A sentença, como se percebe claramente, se insurge contra os procedimentos da Lei Estadual que criou a Comissão de Prevenção à Violência no Campo e na Cidade (criada pela Lei nº 10.246, de 29 de maio de 2015), um mecanismo que permite um espaço de mediação do conflito e de adoção de providências para mitigar o impacto das decisões judiciais sobre as populações vulneráveis atingidas).
A reintegração de posse foi cumprida com o apoio da Polícia Militar, seguranças do suposto proprietário e de máquinas que destruíram as benfeitorias e roças do local.
A decisão inicial foi prolatada pelo juiz Gilmar de Jesus, da Comarca de São José de Ribamar, em fevereiro deste ano. A referida decisão foi reiterada em dezembro pelo Juiz da 1ª Vara Cível da mesma Comarca, Celso Orlando Pinheiro Júnior.
Parte da comunidade alega identidade indígena Tremembé e ainda aguarda um posicionamento administrativo da FUNAI, no sentido de seu reconhecimento.
Em fevereiro do corrente ano, um episódio chamou a atenção do mundo jurídico. O Desembargador do Tribunal de Justiça do Maranhão Raimundo Nonato Magalhães Melo decidiu visitar de surpresa a Comunidade de Engenho. Ele também foi vítima da intimidação dos jagunços no local.
Ao chegar na área, o desembargador conversou com os camponeses, que relataram sofrer ameaças. No período, as famílias já estavam sob ameaça de uma ordem de despejo.
Segundo o desembargador, pelo menos quatro carros apareceram no local com intuito de assustá-lo. Além disso, fogos de artifícios foram utilizados pelos suspeitos para afastá-lo da área.

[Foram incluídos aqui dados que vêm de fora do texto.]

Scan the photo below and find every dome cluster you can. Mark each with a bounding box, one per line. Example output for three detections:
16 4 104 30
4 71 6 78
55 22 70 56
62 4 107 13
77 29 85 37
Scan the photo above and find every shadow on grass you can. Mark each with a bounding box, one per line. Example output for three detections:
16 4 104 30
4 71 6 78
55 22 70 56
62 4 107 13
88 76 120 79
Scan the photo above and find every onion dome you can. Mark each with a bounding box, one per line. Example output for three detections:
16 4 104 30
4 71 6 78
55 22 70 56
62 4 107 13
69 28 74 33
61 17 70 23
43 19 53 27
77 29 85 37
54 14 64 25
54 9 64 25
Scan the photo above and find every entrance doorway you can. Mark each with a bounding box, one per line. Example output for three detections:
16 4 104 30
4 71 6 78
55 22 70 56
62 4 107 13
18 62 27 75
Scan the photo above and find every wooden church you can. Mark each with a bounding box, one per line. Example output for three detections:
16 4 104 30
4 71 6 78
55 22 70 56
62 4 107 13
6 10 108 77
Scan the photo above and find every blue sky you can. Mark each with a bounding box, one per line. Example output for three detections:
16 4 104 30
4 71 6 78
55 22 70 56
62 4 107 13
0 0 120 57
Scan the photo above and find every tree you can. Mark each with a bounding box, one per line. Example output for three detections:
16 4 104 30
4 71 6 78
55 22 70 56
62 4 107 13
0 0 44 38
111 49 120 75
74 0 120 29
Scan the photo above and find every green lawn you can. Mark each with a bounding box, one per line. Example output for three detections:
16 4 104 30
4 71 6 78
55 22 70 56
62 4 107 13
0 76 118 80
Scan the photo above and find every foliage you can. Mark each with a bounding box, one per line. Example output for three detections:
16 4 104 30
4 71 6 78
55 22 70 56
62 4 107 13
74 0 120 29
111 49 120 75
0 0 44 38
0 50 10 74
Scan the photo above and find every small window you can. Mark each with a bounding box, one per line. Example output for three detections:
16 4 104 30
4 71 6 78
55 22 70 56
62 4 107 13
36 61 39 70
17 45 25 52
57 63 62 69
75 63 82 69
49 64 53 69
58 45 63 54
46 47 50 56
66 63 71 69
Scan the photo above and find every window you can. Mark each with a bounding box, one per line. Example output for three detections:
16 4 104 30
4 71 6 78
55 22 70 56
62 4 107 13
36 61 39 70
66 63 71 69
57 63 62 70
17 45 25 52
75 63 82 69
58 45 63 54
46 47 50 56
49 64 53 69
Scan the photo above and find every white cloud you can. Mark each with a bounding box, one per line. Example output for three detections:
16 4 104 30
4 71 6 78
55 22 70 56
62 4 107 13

No dia 14 de fevereiro, logo após o acontecido com o Desembargador, foi concedida uma cautelar, solicitada pela Defensoria Pública do Estado, que suspendeu o despejo que estava marcado para ocorrer na manhã do dia seguinte.

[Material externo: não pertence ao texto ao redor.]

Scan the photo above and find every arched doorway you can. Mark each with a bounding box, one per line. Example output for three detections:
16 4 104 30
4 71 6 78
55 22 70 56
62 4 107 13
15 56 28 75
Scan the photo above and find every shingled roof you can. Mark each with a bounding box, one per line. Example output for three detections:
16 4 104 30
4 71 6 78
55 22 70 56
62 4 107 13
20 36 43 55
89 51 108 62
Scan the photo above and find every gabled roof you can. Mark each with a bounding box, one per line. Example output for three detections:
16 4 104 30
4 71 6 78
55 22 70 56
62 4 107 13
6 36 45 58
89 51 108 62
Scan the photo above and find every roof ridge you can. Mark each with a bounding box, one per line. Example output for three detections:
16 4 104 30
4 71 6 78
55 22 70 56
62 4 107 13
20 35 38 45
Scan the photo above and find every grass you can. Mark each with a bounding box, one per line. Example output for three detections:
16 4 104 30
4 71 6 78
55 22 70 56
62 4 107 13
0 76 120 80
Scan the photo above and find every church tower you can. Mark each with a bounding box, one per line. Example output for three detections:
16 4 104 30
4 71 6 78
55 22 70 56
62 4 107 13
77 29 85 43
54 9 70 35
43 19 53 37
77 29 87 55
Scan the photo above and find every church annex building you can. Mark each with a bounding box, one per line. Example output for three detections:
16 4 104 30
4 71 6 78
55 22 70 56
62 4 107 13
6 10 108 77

Veja trecho da decisão do Desembargador:
“Registre-se, por oportuno, que antes desta decisão, este Plantonista, com força policial apócrifa, tomou a necessária cautela de ir até o local objeto do conflito e conhecer a área questionada e as pessoas que ali residem.
E, ao chegar, notou-se o medo e a desconfiança das pessoas que ali estavam, sentimentos estes típicos de pessoas em conflitos agrários, aliados a presente onipotência do ora Requerido que lá se encontrava, inclusive já preparando o terreno com maquinário para o iminente cumprimento da reintegração de posse ora questionada.

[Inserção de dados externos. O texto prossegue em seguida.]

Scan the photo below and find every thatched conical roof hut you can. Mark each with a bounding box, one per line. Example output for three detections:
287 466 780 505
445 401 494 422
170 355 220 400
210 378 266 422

Ademais, quando ali me encontrava, misteriosamente, surgiram 3 ou 4 carros favoráveis ao Requerido, cujos ocupantes muito se assemelhavam à seguranças por ele contratados, com o objetivo exclusivo, ao que parece, de assustar este Magistrado.
Se isso não fosse suficiente, posteriormente a chegada dos citados veículos, imediatamente começaram a estourar fogos de artifícios para, muito provavelmente, denunciar a presença deste Magistrado e dos policiais que lhe acompanhavam.
Ora, se esse Magistrado, com o apoio de força policial foi subjugado pelo Requerido, imagina-se os assentados da Comunidade Engenho que estão a sofrer toda sorte de dissabor e risco por permanecer em uma área cuja propriedade está sendo questionada.”
Este fato estranho, ilegal e criminoso não foi suficiente para convencer os desembargadores do Tribunal de Justiça. Engenho foi destruído, mais uma vez, pela força do poder político sobre o direito e a justiça.
Um comentário:
Lamentável, a injustiça comum nesses dias atuais chega a ser desumana!